Enigma of Nick Kyrgios hard to work out but Murray cruises

The Scot eased past brooding Aussie in to ninth consecutive Wimbledon quarter-final

Andy Murray stretches to return against Australia’s Nick Kyrgios, who said after the first set “the rest of the match was pretty pathetic”. Photograph: PA.

Andy Murray stretches to return against Australia’s Nick Kyrgios, who said after the first set “the rest of the match was pretty pathetic”. Photograph: PA.

 

Framed as the first serious test of Andy Murray, Australian Nick Kyrgios, playing on Centre Court with no full-time coach behind him because he doesn’t want to listen, because he feels his game is big enough to mix it with the best in the world and because he wants to be the architect of his own downfall or triumph, met an immovable object.

The evening session, tailored for television, so that Murray can suck from the will of the entire nation as well as 15,000 in the stadium, was a savage tutoring of the talented Kyrgios on the first day of Wimbledon’s second week.

“Good first set,” said Kyrgios in a distracted, flippant summation. “The rest of the match was pretty pathetic. I was really comfortable first set. As soon as I lost the first I lost belief. It felt like a mountain to climb. I’m a little bit soft still.

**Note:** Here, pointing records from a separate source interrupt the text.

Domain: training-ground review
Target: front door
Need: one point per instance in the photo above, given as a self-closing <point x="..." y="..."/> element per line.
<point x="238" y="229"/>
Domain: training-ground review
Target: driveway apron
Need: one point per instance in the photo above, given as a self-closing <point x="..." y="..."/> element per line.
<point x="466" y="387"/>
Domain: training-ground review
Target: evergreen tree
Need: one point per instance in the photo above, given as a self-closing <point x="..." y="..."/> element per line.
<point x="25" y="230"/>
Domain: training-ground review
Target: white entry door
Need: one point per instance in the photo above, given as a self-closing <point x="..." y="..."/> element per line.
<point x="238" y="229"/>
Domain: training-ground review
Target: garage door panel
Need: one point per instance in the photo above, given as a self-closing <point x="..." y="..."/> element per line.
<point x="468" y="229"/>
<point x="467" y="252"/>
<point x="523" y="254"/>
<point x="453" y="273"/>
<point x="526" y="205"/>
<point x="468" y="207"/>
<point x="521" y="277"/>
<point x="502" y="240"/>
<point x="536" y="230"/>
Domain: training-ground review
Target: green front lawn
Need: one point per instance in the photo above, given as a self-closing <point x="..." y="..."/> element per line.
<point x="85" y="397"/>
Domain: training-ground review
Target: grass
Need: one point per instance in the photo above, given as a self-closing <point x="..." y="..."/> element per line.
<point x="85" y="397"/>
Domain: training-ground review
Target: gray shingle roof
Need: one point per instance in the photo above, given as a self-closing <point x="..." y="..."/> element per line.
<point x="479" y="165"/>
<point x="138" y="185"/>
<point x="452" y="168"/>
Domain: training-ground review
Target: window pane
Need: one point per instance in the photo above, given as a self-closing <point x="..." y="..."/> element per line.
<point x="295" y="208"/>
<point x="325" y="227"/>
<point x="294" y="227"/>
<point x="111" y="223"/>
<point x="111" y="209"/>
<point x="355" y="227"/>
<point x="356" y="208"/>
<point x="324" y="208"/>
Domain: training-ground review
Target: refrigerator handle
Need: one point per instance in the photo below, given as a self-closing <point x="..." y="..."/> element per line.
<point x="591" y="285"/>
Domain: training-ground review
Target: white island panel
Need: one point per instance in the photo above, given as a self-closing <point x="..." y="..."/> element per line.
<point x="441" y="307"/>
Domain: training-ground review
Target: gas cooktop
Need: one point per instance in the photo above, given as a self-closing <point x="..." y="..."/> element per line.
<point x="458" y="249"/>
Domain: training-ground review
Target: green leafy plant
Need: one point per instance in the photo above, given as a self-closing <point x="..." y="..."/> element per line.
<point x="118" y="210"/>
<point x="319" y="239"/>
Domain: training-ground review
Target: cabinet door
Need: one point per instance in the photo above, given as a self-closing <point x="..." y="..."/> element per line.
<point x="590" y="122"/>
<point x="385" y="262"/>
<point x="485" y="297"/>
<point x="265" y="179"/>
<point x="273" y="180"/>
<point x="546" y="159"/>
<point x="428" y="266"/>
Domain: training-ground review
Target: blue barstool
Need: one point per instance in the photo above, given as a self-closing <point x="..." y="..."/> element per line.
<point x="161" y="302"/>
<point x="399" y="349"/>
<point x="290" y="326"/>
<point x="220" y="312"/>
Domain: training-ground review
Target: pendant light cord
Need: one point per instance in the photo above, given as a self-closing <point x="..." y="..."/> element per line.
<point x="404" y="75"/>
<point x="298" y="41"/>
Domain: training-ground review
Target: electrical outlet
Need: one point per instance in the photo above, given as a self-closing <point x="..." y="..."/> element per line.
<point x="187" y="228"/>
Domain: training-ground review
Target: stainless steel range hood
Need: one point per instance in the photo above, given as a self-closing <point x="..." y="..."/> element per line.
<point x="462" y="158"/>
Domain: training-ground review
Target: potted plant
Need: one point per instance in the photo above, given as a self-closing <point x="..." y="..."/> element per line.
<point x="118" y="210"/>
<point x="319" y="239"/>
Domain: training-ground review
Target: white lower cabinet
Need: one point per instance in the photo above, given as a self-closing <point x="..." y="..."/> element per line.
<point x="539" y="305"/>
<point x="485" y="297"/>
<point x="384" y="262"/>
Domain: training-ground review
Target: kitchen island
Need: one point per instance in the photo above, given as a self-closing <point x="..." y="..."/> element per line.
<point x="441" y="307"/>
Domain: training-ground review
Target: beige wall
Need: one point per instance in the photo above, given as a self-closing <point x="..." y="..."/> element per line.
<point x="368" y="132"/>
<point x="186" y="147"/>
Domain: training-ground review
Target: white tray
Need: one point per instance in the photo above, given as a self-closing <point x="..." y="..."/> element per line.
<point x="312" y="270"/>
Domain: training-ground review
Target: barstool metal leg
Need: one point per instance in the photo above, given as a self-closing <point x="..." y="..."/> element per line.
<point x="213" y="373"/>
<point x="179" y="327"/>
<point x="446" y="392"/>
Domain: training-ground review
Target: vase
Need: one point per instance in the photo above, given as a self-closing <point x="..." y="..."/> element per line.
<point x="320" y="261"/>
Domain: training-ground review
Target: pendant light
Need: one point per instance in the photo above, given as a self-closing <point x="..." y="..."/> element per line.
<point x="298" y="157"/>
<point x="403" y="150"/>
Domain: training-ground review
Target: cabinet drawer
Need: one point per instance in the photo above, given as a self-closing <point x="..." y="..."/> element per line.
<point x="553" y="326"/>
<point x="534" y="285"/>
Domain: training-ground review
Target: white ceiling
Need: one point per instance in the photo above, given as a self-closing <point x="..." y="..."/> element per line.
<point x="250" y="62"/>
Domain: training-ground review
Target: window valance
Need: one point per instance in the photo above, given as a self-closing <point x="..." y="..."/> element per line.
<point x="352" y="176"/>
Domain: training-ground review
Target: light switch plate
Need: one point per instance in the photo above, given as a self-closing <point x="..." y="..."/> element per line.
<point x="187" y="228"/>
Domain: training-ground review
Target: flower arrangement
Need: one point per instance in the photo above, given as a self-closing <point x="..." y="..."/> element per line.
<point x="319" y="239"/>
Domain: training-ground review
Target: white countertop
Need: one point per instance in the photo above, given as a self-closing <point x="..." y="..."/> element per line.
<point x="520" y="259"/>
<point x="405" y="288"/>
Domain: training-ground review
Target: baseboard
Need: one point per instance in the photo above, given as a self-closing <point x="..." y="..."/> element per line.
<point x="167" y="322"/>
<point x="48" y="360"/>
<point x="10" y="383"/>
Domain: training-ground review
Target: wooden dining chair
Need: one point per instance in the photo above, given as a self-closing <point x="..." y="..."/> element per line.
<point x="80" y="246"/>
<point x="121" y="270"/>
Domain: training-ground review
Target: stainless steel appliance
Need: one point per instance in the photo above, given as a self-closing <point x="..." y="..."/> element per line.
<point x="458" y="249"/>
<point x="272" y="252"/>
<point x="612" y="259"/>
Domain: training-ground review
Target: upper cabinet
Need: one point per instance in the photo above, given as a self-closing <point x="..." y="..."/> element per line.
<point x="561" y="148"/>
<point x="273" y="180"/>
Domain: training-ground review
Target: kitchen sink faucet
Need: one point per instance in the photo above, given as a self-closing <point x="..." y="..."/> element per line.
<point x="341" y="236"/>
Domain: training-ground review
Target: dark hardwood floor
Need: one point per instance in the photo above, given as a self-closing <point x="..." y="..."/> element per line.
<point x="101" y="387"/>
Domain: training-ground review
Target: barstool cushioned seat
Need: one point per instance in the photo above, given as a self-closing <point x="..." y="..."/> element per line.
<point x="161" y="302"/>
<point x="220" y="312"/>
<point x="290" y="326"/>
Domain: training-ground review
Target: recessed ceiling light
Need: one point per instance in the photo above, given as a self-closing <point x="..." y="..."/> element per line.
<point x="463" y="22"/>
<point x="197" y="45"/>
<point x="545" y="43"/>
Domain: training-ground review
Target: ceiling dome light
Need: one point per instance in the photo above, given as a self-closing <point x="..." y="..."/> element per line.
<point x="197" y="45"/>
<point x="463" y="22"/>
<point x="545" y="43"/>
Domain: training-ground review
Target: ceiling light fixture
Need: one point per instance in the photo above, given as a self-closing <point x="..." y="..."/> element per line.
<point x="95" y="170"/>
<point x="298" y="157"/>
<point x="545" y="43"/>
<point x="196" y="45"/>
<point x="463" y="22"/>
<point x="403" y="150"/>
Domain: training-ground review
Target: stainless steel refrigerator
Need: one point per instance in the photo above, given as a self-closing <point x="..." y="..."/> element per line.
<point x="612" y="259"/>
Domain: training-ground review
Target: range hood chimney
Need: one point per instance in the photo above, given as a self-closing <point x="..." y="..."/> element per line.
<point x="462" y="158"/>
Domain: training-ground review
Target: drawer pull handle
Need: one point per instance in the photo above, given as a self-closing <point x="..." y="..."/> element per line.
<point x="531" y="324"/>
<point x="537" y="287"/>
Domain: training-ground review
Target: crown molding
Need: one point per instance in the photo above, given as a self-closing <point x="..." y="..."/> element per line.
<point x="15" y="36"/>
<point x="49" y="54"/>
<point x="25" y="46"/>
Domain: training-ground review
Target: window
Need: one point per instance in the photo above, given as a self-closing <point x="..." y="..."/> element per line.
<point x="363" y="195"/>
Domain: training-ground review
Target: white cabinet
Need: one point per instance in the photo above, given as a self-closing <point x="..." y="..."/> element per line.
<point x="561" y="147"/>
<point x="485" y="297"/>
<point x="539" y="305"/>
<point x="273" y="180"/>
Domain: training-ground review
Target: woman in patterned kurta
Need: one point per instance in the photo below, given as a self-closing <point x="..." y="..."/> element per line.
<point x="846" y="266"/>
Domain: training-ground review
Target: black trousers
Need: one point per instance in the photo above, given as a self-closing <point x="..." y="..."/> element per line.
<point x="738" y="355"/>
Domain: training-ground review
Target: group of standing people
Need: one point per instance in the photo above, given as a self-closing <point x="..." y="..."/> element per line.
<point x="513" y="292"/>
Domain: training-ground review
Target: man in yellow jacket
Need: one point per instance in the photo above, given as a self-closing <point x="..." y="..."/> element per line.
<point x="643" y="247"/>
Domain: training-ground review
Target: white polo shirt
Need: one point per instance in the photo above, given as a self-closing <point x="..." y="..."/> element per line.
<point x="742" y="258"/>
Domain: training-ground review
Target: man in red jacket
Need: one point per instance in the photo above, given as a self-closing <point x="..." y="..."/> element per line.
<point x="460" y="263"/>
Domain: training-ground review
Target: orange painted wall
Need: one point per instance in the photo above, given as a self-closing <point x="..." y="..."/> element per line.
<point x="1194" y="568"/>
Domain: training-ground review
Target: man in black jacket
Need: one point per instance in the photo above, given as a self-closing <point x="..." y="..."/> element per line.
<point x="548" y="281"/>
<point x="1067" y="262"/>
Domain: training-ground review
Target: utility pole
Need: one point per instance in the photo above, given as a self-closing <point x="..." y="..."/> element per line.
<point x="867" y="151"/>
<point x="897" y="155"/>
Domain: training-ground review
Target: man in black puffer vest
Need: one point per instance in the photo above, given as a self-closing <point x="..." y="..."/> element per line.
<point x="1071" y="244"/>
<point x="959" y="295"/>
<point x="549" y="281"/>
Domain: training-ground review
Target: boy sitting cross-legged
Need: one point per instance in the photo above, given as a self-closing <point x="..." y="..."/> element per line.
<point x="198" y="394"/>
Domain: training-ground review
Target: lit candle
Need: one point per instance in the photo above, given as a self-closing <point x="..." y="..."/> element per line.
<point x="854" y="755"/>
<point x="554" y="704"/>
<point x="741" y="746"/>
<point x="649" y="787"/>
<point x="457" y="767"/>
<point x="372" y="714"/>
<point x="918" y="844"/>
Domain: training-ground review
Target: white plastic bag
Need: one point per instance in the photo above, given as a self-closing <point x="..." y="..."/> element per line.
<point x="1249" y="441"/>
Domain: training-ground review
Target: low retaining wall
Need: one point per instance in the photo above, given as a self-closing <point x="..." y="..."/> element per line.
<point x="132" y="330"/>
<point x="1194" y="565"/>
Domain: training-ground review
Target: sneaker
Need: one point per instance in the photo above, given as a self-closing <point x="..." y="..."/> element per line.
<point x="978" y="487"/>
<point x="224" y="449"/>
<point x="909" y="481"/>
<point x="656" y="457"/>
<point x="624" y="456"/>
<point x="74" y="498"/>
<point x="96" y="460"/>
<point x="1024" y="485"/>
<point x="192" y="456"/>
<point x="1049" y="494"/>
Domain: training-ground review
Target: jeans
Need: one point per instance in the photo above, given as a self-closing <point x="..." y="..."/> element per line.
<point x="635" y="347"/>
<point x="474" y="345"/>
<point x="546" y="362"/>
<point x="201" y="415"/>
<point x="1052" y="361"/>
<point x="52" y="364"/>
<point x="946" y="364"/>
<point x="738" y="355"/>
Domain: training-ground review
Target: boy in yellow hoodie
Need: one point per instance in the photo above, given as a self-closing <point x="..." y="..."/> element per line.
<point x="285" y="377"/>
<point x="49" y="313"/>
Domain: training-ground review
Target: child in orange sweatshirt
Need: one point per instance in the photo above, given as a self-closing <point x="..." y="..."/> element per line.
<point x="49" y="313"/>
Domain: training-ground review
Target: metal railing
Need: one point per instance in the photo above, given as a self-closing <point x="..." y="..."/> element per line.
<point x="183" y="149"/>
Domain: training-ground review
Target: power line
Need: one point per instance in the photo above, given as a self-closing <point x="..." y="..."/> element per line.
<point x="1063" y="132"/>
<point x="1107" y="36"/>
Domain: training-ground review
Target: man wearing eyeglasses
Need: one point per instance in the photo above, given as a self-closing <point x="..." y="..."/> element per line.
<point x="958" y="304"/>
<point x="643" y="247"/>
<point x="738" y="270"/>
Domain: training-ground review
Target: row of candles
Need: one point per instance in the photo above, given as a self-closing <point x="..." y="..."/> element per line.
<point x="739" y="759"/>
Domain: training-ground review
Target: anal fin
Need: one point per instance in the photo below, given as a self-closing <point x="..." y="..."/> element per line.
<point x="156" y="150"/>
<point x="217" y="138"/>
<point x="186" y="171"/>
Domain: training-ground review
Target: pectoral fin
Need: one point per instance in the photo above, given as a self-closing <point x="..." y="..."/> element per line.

When things get tough I’m a little soft.”

Although the 21-year-old was bidding to get to the quarter-finals for the second time, Murray’s owned the arena, his straight set win putting him into his ninth consecutive Wimbledon quarterfinal, where he will meet Jo Wilfred Tsonga.

Tsonga came through his fourth-round match when his French Davis Cup team-mate Richard Gasquet hurt his back playing a forehand and like Japan’s Kei Nishikori earlier, was forced to retire

For a confidence player like Kyrgios, a likable brat with a trailer-trash haircut, the match was to be a breakthrough but instead became a schooling by Murray.

After a big opening from Kyrgios with whipped forehands and crystal sharp serving through the first set, which fell to Murray 7-5, the threat and menace evaporated in a 26 minute second act.

Murray broke serve at will and served out for the set at 5-1, aceing Kyrgios for the winner and a two-set lead. There was no way back. Murray on Centre court in the fourth round at Wimbledon does not cough up matches.

The Scot was also far from thinking of defending his lead. Second best in returning serve to only Novak Djokovic, Murray tightened the screws in the third game of the third set. Kyrgios was opening up the court but he was missing gimmes and Murray sensed a palpable swing in momentum.

Inevitably the Kyrgios serve fractured. For all of his charged ground strokes, tweeners (between the leg shots), no-look passing shots and wristy volleys, there was a flakiness about his game.

Theatrical and entertaining, Krygios does not need to change his lithe, varied style but he does require calibration, reinforcement to his temperament and some staying juice. The fault lines began to appear too quickly and too obviously, the result which was an unseemly undermining of his ability.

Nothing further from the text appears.